In part one, we shared some of the effective ways to build a content strategy that encompasses your blog, social media profiles, and email newsletters. This week we’re going to take it to the next level. The goal of your content should be to generate leads for your insurance agency. How do you use content to achieve this? Here are some effective insurance marketing tips:
Tip #1. Provide an Incentive to Fill Out the Form. Few tactics work better than actually providing an incentive to fill out your lead gen form. This incentive can come from any number of places. Perhaps you turn it into a fundraising effort. Pick a local nonprofit and say you’ll donate $5 for every person who’s interested in insurance and fills out a form to get a free quote on your site. It’s important to use blogging to get the message out and then to drive traffic to the blog post through email blasts and social media channels such as Facebook, Twitter, and LinkedIn.
Tip #2. Create a Whitepaper with a Landing Page. If you really want to get more leads from your site, consider creating a valuable whitepaper that would be of interest to your prospects. Next, create a landing page that contains a lead gen form that visitors would need to fill out in order to access the whitepaper. When you blog about the whitepaper or link to the whitepaper through social media channels or email, you’ll link to the landing page. When thinking about whitepaper topics, ask yourself: What are the most common questions our customers ask about insurance? Or consider writing about the top five ways to save money when buying insurance.

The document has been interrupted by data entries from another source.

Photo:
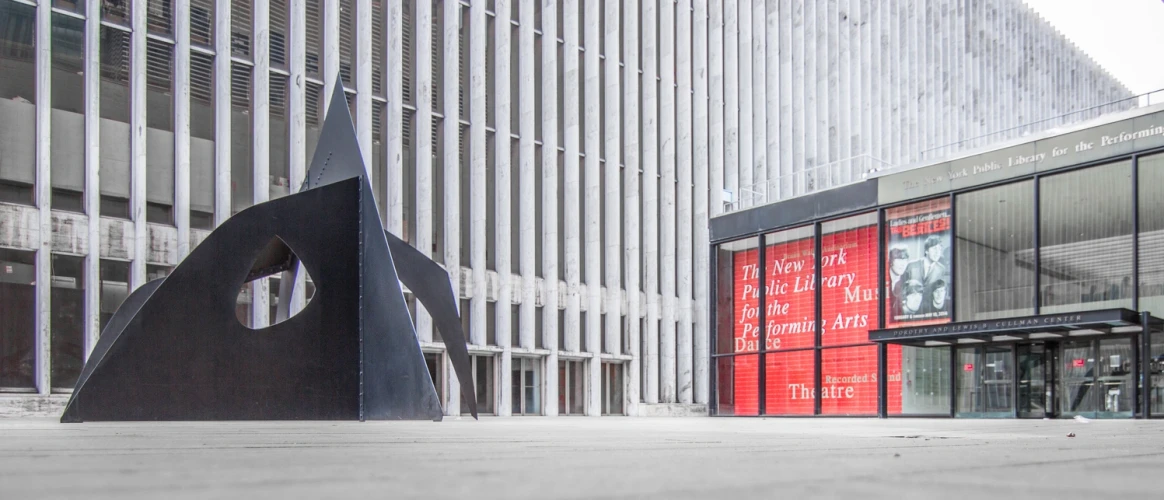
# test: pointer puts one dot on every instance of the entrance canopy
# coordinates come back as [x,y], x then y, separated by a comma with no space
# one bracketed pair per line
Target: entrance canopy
[1012,329]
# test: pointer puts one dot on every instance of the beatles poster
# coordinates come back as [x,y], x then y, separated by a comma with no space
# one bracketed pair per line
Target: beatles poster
[917,251]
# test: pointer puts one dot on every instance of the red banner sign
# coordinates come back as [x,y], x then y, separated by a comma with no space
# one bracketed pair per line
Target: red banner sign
[849,295]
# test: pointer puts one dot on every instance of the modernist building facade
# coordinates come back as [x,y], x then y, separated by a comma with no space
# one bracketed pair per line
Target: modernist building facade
[1022,281]
[561,158]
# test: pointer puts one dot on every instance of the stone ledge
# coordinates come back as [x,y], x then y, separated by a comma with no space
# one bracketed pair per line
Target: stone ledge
[14,406]
[671,409]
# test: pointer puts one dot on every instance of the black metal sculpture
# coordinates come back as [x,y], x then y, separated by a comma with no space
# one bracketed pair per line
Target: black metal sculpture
[175,349]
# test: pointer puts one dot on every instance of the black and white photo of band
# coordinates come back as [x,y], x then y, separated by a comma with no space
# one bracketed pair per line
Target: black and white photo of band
[918,268]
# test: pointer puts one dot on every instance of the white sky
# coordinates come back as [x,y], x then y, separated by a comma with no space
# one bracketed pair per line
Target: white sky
[1123,36]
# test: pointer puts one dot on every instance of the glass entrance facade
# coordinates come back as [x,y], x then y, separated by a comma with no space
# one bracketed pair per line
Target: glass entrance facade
[1030,235]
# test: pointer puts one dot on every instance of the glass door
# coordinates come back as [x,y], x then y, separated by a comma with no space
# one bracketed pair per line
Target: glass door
[1035,399]
[1098,378]
[986,381]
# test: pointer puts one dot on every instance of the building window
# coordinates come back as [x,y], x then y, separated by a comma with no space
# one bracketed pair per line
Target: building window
[68,320]
[18,101]
[160,16]
[1151,234]
[570,387]
[114,277]
[917,264]
[526,381]
[241,26]
[1085,240]
[483,377]
[278,34]
[160,129]
[201,141]
[917,380]
[18,315]
[68,118]
[995,264]
[849,270]
[437,372]
[737,381]
[279,137]
[115,133]
[612,388]
[789,383]
[737,327]
[201,22]
[242,176]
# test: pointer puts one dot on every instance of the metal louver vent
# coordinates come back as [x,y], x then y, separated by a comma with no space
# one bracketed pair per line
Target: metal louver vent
[158,65]
[201,71]
[378,43]
[278,37]
[406,54]
[437,58]
[160,16]
[377,122]
[278,94]
[115,12]
[115,55]
[347,40]
[314,38]
[240,28]
[314,91]
[240,86]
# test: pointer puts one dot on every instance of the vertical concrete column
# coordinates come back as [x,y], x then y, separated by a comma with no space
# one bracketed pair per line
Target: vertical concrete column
[137,109]
[877,99]
[774,54]
[806,79]
[478,187]
[614,175]
[746,91]
[667,129]
[573,206]
[822,61]
[363,16]
[701,187]
[631,123]
[549,198]
[683,206]
[92,328]
[451,163]
[792,106]
[182,125]
[261,158]
[297,141]
[593,211]
[844,85]
[715,68]
[394,119]
[863,75]
[527,214]
[731,100]
[43,287]
[651,194]
[423,145]
[502,199]
[759,54]
[331,50]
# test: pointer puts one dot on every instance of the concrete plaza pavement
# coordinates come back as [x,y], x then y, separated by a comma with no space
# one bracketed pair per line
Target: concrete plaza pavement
[583,458]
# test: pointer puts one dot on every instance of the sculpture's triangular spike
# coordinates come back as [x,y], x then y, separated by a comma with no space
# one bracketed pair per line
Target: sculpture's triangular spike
[338,156]
[178,352]
[439,299]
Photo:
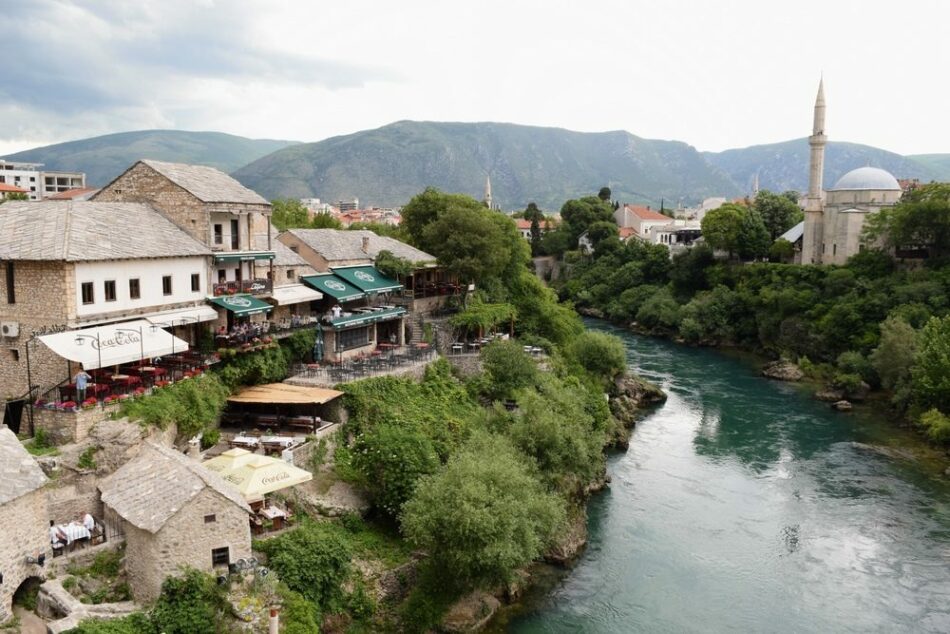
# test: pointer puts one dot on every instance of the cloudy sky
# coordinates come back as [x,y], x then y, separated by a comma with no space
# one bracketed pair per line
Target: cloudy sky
[729,73]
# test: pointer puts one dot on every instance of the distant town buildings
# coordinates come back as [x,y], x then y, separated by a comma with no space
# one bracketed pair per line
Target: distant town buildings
[37,183]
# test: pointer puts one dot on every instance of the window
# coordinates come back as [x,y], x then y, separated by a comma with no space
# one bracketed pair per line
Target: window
[220,556]
[11,284]
[353,338]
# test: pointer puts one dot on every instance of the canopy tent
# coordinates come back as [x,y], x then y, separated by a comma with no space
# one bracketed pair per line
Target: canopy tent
[367,279]
[285,394]
[242,305]
[295,294]
[114,344]
[335,287]
[254,475]
[184,316]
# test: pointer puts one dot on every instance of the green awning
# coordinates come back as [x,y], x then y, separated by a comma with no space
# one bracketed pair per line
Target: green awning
[337,288]
[241,305]
[243,256]
[367,278]
[364,319]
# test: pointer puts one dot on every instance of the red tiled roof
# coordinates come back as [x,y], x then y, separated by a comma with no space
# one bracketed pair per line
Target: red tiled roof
[645,213]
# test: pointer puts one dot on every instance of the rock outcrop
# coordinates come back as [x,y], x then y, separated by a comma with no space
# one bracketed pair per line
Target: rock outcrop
[783,370]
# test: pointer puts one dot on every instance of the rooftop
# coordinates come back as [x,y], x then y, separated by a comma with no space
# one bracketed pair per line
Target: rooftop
[151,488]
[19,473]
[338,245]
[67,231]
[207,184]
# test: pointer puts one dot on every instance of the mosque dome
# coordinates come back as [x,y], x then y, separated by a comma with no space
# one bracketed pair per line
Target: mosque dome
[867,178]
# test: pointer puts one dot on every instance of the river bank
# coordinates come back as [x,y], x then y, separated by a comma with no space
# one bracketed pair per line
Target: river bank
[743,504]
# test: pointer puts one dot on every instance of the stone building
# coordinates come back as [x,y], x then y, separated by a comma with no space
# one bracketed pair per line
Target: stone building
[835,219]
[175,514]
[24,519]
[219,212]
[69,265]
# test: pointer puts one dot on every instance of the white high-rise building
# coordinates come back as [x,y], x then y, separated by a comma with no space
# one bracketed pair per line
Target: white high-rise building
[39,184]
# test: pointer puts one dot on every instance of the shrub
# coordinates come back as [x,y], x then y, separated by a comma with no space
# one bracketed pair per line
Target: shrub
[483,516]
[391,460]
[312,560]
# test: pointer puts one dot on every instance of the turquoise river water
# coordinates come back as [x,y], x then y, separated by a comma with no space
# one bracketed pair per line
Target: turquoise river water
[742,505]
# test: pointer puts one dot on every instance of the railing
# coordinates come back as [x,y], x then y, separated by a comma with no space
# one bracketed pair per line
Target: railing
[254,287]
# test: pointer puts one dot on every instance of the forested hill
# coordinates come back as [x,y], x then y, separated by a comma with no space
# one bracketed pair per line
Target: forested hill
[389,165]
[784,166]
[103,158]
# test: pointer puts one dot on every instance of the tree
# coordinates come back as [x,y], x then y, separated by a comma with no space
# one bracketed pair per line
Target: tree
[391,459]
[722,227]
[931,370]
[483,516]
[778,212]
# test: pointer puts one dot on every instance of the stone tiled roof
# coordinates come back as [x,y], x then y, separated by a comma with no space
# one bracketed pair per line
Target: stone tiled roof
[151,488]
[207,184]
[337,245]
[19,473]
[83,231]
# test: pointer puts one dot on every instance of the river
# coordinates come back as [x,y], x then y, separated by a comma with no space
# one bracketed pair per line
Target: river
[742,505]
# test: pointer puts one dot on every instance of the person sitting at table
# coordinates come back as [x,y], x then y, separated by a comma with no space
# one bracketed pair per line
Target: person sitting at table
[56,535]
[82,381]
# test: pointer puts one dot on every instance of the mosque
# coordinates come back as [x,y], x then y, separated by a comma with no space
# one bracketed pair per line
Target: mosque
[834,218]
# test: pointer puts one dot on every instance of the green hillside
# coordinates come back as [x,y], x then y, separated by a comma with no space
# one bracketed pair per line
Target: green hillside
[105,157]
[389,165]
[784,166]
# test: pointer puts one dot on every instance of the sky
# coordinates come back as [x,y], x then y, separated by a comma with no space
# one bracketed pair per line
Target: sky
[715,74]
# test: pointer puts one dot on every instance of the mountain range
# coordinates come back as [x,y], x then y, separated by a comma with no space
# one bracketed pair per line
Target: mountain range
[388,165]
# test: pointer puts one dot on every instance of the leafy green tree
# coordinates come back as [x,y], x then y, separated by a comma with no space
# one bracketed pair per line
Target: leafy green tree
[754,240]
[599,353]
[391,459]
[778,212]
[190,604]
[931,370]
[313,560]
[484,515]
[507,368]
[722,227]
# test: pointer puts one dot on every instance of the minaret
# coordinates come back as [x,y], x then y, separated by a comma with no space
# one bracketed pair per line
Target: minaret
[814,208]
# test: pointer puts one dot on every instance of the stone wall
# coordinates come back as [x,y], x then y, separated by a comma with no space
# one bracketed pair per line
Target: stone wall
[44,293]
[24,532]
[67,426]
[185,540]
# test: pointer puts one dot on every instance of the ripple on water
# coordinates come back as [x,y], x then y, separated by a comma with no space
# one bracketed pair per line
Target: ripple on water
[742,505]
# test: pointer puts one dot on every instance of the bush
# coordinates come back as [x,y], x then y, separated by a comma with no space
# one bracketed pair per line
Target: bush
[313,560]
[190,604]
[483,516]
[599,353]
[391,460]
[936,425]
[507,368]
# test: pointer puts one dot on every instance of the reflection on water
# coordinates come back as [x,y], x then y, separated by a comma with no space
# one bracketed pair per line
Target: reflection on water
[744,505]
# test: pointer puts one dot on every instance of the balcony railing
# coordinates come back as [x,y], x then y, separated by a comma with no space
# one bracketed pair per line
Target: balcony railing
[253,287]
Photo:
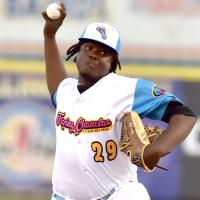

Tip #3. Drive Traffic to your Blog. What good is all that content without visitors who are actually reading it? Make sure you link to each blog post through Facebook, Twitter, LinkedIn, Google+, etc. Also, consider bookmarking your blog posts on StumpleUpon, Reddit, Digg, Delicious, and Blink List.
The last thing you need to do is make sure you measure the effectiveness of your content strategy. Look at engagement metrics such as entrances, page views, bounce rate, and average time on page. But don’t skimp over looking at goal completions and traffic sources as well, to get a good take on what’s working.